Milloy, also an EPA transition team member, lauded Pruitt's decision to ban scientists who receive EPA grants from serving on the agency's science advisory panels. Critics contend the rule was engineered to sweep away qualified scientists and clear spots for industry-friendly members that Pruitt has appointed to the boards.

Conservatives' work not done

In the coming years, the movement will push Trump to completely scrap fuel efficiency standards for motor vehicles, which the president has only sought to scale back. It also wants to wipe out subsidies for renewable energy that the Republican tax plan merely seeks to reduce.

Conservatives will continue efforts to get rid of the Renewable Fuel Standard, which requires oil refiners and importers to blend biofuels like ethanol into gasoline and diesel. Under pressure from agriculture state lawmakers, the EPA under Trump has kept it in place.

The Heartland Institute also wants the White House to establish a council on climate change that would conduct a review to justify "dramatically" reducing government funding for climate change research. They would also require the remaining funds to be split evenly for studying man-made and naturally occurring climate change.

Myron Ebell
Simon Dawson | Bloomberg | Getty Images

Ebell, the former Trump EPA transition leader, said it is crucial to get Congress to codify these objectives into law. Otherwise, Trump could have his deregulatory agenda swept aside by a hostile successor wielding executive power — just like Obama is seeing his climate initiatives undone.
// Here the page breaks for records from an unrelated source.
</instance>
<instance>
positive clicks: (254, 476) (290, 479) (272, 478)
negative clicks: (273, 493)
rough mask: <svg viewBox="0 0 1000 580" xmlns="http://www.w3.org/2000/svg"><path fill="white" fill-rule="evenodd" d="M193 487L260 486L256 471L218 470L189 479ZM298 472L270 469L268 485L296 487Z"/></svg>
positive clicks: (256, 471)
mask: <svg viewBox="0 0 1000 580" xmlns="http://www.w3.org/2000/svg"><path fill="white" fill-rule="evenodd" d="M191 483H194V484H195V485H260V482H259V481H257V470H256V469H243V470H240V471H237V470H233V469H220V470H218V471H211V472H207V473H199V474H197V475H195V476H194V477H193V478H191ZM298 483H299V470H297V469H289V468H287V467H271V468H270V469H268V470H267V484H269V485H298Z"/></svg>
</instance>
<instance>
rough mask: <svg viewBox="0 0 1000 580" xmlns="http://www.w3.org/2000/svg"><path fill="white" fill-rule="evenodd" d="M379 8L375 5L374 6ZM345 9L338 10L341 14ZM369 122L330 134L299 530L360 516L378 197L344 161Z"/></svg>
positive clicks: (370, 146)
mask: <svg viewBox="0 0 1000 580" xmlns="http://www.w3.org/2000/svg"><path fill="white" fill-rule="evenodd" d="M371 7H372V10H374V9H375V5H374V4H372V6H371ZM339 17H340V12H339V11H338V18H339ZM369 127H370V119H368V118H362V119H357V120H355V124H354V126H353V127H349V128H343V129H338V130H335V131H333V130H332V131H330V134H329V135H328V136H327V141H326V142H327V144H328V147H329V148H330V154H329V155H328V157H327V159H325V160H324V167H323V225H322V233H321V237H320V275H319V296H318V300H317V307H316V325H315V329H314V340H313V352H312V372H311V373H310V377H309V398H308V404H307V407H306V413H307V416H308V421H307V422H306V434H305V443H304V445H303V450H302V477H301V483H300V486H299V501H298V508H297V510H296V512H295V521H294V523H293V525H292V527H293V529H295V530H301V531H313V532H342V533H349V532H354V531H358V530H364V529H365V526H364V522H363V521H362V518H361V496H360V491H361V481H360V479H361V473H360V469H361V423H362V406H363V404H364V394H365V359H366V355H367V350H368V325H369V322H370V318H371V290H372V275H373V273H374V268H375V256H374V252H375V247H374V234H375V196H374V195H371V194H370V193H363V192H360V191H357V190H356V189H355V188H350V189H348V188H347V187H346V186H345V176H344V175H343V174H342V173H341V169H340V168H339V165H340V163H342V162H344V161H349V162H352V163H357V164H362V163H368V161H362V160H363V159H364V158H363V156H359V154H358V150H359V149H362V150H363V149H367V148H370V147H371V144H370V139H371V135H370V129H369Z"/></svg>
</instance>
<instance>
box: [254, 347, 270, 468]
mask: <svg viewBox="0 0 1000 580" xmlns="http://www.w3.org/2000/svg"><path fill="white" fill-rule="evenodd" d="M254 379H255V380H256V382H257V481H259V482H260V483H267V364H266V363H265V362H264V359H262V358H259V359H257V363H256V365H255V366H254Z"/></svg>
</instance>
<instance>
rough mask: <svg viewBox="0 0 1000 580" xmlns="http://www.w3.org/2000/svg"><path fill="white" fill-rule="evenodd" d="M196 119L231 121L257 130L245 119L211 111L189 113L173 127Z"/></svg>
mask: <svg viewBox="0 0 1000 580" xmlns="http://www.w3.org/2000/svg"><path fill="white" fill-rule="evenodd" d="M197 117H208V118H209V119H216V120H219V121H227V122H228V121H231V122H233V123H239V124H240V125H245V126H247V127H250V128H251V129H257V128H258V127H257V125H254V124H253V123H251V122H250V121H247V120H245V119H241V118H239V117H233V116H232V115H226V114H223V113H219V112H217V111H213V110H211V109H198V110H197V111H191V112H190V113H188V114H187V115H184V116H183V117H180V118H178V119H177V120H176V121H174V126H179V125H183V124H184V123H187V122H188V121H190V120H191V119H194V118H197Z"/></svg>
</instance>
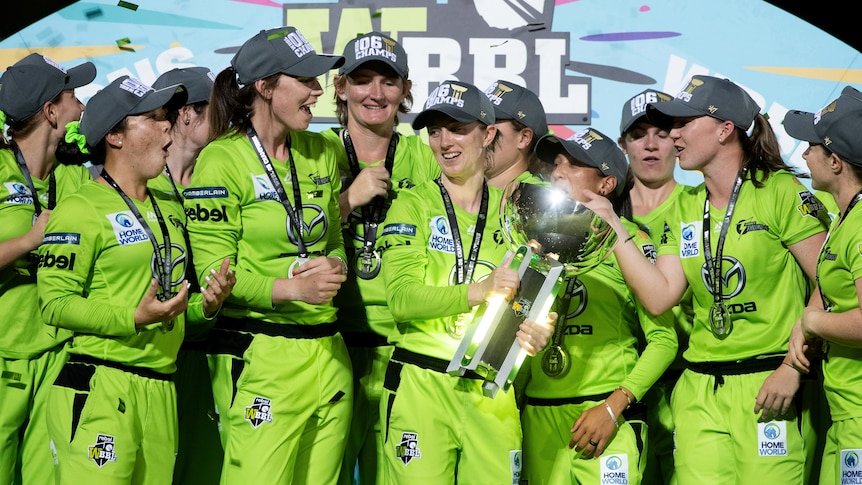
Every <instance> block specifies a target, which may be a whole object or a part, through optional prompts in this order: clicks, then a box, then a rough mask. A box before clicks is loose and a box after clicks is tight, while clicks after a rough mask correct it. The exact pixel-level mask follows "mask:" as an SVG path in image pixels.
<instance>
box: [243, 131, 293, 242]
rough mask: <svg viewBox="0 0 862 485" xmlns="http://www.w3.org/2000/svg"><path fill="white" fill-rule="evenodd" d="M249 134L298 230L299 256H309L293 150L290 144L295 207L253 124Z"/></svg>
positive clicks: (275, 186)
mask: <svg viewBox="0 0 862 485" xmlns="http://www.w3.org/2000/svg"><path fill="white" fill-rule="evenodd" d="M247 135H248V139H249V140H250V141H251V144H252V146H254V150H255V152H257V158H258V159H260V164H261V165H262V166H263V169H264V170H266V175H267V177H269V181H270V182H271V183H272V185H273V187H274V188H275V191H276V193H277V194H278V200H279V201H281V205H283V206H284V210H286V211H287V222H288V224H290V225H291V226H293V229H294V230H295V231H296V249H297V252H298V253H299V257H300V258H308V250H307V249H306V248H305V241H304V240H303V237H302V198H301V197H300V195H299V179H298V178H297V176H296V165H295V164H294V162H293V152H291V151H290V146H288V147H287V157H288V162H289V163H288V165H289V166H290V180H291V185H292V186H293V207H291V206H290V201H289V200H287V193H286V192H285V191H284V185H282V184H281V180H279V179H278V175H277V174H276V173H275V168H274V167H273V166H272V161H271V160H270V159H269V155H267V154H266V149H265V148H263V144H262V143H261V142H260V138H259V137H258V136H257V132H256V131H254V127H253V126H251V125H249V126H248V130H247Z"/></svg>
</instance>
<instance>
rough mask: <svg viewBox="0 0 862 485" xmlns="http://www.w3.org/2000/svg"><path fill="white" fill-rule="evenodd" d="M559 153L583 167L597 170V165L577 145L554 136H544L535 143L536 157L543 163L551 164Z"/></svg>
mask: <svg viewBox="0 0 862 485" xmlns="http://www.w3.org/2000/svg"><path fill="white" fill-rule="evenodd" d="M560 153H567V154H568V155H569V156H570V157H572V158H574V159H575V160H577V161H578V162H580V163H583V164H584V165H589V166H590V167H596V168H598V164H596V163H595V161H593V159H592V157H590V156H589V154H587V152H586V151H584V149H583V148H581V147H580V145H578V144H577V143H573V142H570V141H568V140H563V139H561V138H559V137H557V136H555V135H545V136H543V137H542V138H541V139H539V142H538V143H536V156H537V157H539V160H541V161H543V162H545V163H550V164H553V163H554V159H555V158H557V155H558V154H560Z"/></svg>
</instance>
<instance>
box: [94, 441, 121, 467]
mask: <svg viewBox="0 0 862 485" xmlns="http://www.w3.org/2000/svg"><path fill="white" fill-rule="evenodd" d="M88 452H89V458H90V460H91V461H93V462H94V463H95V464H96V465H99V468H102V467H103V466H105V463H108V462H109V461H113V462H116V461H117V453H116V451H115V450H114V437H113V436H110V435H106V434H100V435H98V436H96V443H95V444H93V446H91V447H89V449H88Z"/></svg>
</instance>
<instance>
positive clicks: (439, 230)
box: [428, 216, 455, 254]
mask: <svg viewBox="0 0 862 485" xmlns="http://www.w3.org/2000/svg"><path fill="white" fill-rule="evenodd" d="M430 225H431V235H430V236H428V249H430V250H432V251H440V252H441V253H453V254H454V253H455V241H454V240H453V239H452V231H450V230H449V222H448V221H447V220H446V218H445V217H443V216H437V217H434V218H432V219H431V224H430Z"/></svg>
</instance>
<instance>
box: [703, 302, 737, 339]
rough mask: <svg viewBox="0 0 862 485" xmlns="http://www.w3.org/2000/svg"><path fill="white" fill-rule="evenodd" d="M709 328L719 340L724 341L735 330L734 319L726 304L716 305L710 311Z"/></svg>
mask: <svg viewBox="0 0 862 485" xmlns="http://www.w3.org/2000/svg"><path fill="white" fill-rule="evenodd" d="M709 328H710V329H711V330H712V334H713V335H715V337H716V338H717V339H719V340H724V339H725V338H727V336H728V335H730V331H731V330H733V318H732V317H731V316H730V312H729V311H728V310H727V307H726V306H724V303H714V304H713V305H712V307H711V308H710V309H709Z"/></svg>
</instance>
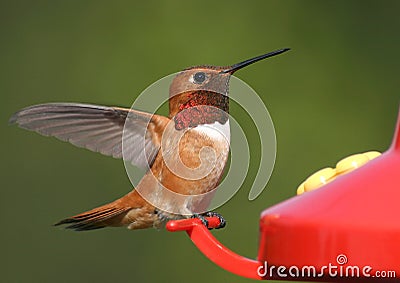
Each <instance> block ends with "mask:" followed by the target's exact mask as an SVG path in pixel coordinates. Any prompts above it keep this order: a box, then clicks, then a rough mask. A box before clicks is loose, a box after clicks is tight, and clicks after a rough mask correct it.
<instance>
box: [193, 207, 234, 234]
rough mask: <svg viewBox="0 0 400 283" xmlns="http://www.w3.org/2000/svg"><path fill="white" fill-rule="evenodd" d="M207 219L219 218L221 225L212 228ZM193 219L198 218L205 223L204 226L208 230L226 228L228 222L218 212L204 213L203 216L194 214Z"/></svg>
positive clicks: (209, 211)
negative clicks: (207, 229) (226, 222)
mask: <svg viewBox="0 0 400 283" xmlns="http://www.w3.org/2000/svg"><path fill="white" fill-rule="evenodd" d="M206 217H218V219H219V225H218V227H215V228H210V227H209V226H208V220H207V219H206ZM191 218H197V219H199V220H200V221H201V222H202V223H203V225H204V226H206V227H207V229H208V230H212V229H220V228H224V227H225V225H226V221H225V219H224V218H223V217H222V215H221V214H219V213H217V212H213V211H209V212H206V213H203V214H198V213H195V214H193V215H192V216H191Z"/></svg>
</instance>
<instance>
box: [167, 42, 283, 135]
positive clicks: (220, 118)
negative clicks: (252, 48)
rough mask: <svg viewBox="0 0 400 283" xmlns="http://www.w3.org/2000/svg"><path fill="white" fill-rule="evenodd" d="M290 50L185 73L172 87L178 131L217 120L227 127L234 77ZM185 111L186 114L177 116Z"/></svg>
mask: <svg viewBox="0 0 400 283" xmlns="http://www.w3.org/2000/svg"><path fill="white" fill-rule="evenodd" d="M288 50H289V48H284V49H280V50H277V51H274V52H270V53H267V54H264V55H261V56H257V57H255V58H252V59H249V60H245V61H243V62H240V63H237V64H234V65H231V66H226V67H221V66H195V67H190V68H187V69H185V70H183V71H182V72H180V73H178V74H177V75H176V76H175V78H174V79H173V81H172V83H171V85H170V89H169V109H170V110H169V117H170V118H173V117H174V119H175V122H176V128H177V129H178V128H187V127H194V126H197V125H198V124H210V123H214V122H215V121H218V122H220V123H221V124H224V123H225V122H226V121H227V119H228V112H229V98H228V92H229V79H230V77H231V75H232V74H233V73H234V72H236V71H237V70H239V69H241V68H243V67H246V66H248V65H250V64H253V63H255V62H257V61H260V60H262V59H265V58H268V57H271V56H275V55H278V54H281V53H283V52H285V51H288ZM192 108H193V109H192ZM184 110H185V111H184ZM188 110H189V111H188ZM190 110H192V111H190ZM182 111H184V112H186V113H185V115H184V113H182V114H181V115H178V116H177V114H179V113H180V112H182ZM223 113H225V114H223Z"/></svg>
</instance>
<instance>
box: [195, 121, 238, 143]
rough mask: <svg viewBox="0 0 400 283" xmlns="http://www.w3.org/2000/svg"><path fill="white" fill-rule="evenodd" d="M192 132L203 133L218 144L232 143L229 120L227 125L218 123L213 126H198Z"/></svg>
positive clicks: (195, 127) (210, 125) (203, 134)
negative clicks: (213, 140) (221, 143)
mask: <svg viewBox="0 0 400 283" xmlns="http://www.w3.org/2000/svg"><path fill="white" fill-rule="evenodd" d="M192 130H194V131H196V132H198V133H201V134H203V135H205V136H207V137H208V138H210V139H212V140H214V141H216V142H226V143H227V144H228V145H229V143H230V137H231V135H230V127H229V120H228V121H227V122H226V123H225V124H221V123H220V122H218V121H216V122H214V123H213V124H204V125H198V126H197V127H195V128H193V129H192Z"/></svg>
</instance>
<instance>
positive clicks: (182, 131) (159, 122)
mask: <svg viewBox="0 0 400 283" xmlns="http://www.w3.org/2000/svg"><path fill="white" fill-rule="evenodd" d="M288 50H289V48H284V49H280V50H276V51H273V52H269V53H266V54H263V55H260V56H257V57H254V58H251V59H248V60H245V61H242V62H240V63H237V64H234V65H231V66H226V67H222V66H205V65H202V66H195V67H190V68H187V69H185V70H183V71H181V72H179V73H178V74H177V75H176V76H175V77H174V79H173V80H172V82H171V84H170V88H169V99H168V100H169V101H168V102H169V115H168V117H165V116H162V115H158V114H152V113H147V112H143V111H139V110H135V109H128V108H123V107H113V106H99V105H92V104H82V103H45V104H38V105H33V106H29V107H26V108H23V109H22V110H20V111H18V112H16V113H15V114H14V115H13V116H12V117H11V118H10V120H9V122H10V124H17V125H18V126H19V127H21V128H24V129H27V130H31V131H35V132H38V133H40V134H42V135H44V136H53V137H56V138H58V139H60V140H62V141H68V142H70V143H71V144H73V145H75V146H78V147H83V148H87V149H89V150H91V151H94V152H100V153H102V154H104V155H108V156H112V157H114V158H124V160H125V159H127V160H128V161H129V162H130V163H132V164H133V165H135V166H137V167H140V168H144V169H145V170H146V173H145V175H144V176H143V178H142V179H141V180H140V182H139V183H138V184H137V185H136V186H135V188H133V190H132V191H130V192H129V193H128V194H126V195H124V196H123V197H121V198H119V199H117V200H115V201H113V202H110V203H108V204H105V205H102V206H99V207H96V208H94V209H91V210H89V211H86V212H83V213H80V214H77V215H74V216H71V217H68V218H66V219H64V220H61V221H59V222H58V223H56V224H55V225H62V224H65V225H66V226H65V228H68V229H74V230H77V231H84V230H93V229H99V228H104V227H121V226H126V227H127V228H128V229H132V230H135V229H142V228H151V227H154V228H160V227H162V226H163V225H164V224H165V222H166V221H168V220H172V219H181V218H188V217H197V218H199V219H200V220H201V221H202V222H203V223H204V224H205V225H206V226H208V224H207V220H206V219H205V216H217V217H218V218H219V219H220V227H218V228H221V227H223V226H225V220H224V219H223V217H222V216H221V215H219V214H218V213H215V212H205V213H198V212H199V211H200V212H202V211H204V210H199V207H200V208H201V209H204V208H207V206H208V204H209V203H210V201H211V197H212V196H213V194H212V192H213V191H214V189H216V188H217V187H218V185H219V183H220V181H221V178H222V175H223V172H224V167H225V165H226V162H227V159H228V154H229V149H230V148H229V146H230V143H229V142H230V137H229V116H228V113H229V96H228V92H229V79H230V77H231V76H232V74H233V73H235V72H236V71H238V70H240V69H242V68H243V67H246V66H248V65H250V64H253V63H255V62H257V61H260V60H263V59H265V58H268V57H272V56H275V55H278V54H281V53H283V52H286V51H288ZM221 133H228V134H225V135H224V134H221ZM204 149H208V150H204ZM200 169H201V170H200ZM193 172H194V173H193ZM160 187H162V188H165V189H166V190H161V189H160ZM169 192H172V193H176V194H178V195H181V196H185V197H186V198H185V201H183V202H181V201H177V200H176V199H175V198H174V197H173V196H172V197H171V196H170V195H169V194H168V193H169ZM210 192H211V194H208V195H209V197H200V198H196V199H195V200H194V199H192V198H191V196H194V195H200V196H203V195H207V193H210Z"/></svg>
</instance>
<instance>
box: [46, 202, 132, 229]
mask: <svg viewBox="0 0 400 283" xmlns="http://www.w3.org/2000/svg"><path fill="white" fill-rule="evenodd" d="M129 210H130V207H117V206H115V205H113V203H111V204H107V205H104V206H100V207H97V208H95V209H92V210H90V211H86V212H83V213H81V214H78V215H75V216H71V217H69V218H66V219H63V220H61V221H60V222H58V223H56V224H54V226H59V225H63V224H69V225H68V226H66V227H65V228H66V229H73V230H75V231H85V230H94V229H100V228H104V227H106V226H119V225H118V223H121V221H120V220H121V218H123V217H124V216H125V214H126V212H128V211H129Z"/></svg>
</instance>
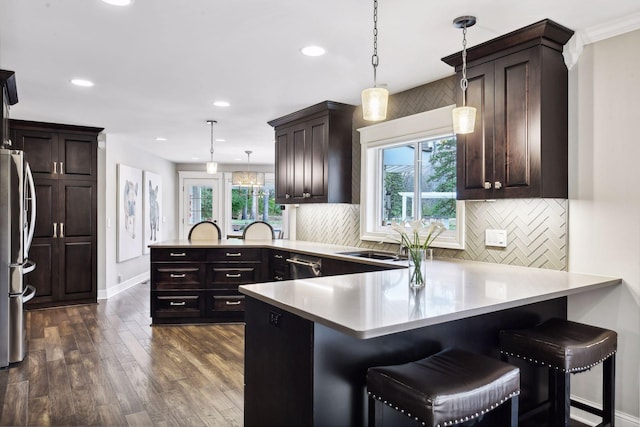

In the past, conservatives have been too quick to declare success once a Republican takes the Oval Office, he said.

"The environmental movement will get 95 percent of what they want from an administration and they'll complain and say, we're being sold out because we didn't get 100 percent," Ebell said during the conference.

"We get 50 percent of what we want and we say thank you. We shouldn't do that."

At the close of the session, Ebell said he wanted to end on an upbeat note. He praised Trump for doing what the last two Republican presidents refused to do: tell the world that the United States is done talking about climate change.

The crowd broke out into applause. As the clapping died down, an audience member yelled from the back of the room, "Myron for president!"

This is the first in a series of reports from CNBC on the growing influence of climate skeptics on environmental and energy policy under the Trump administration.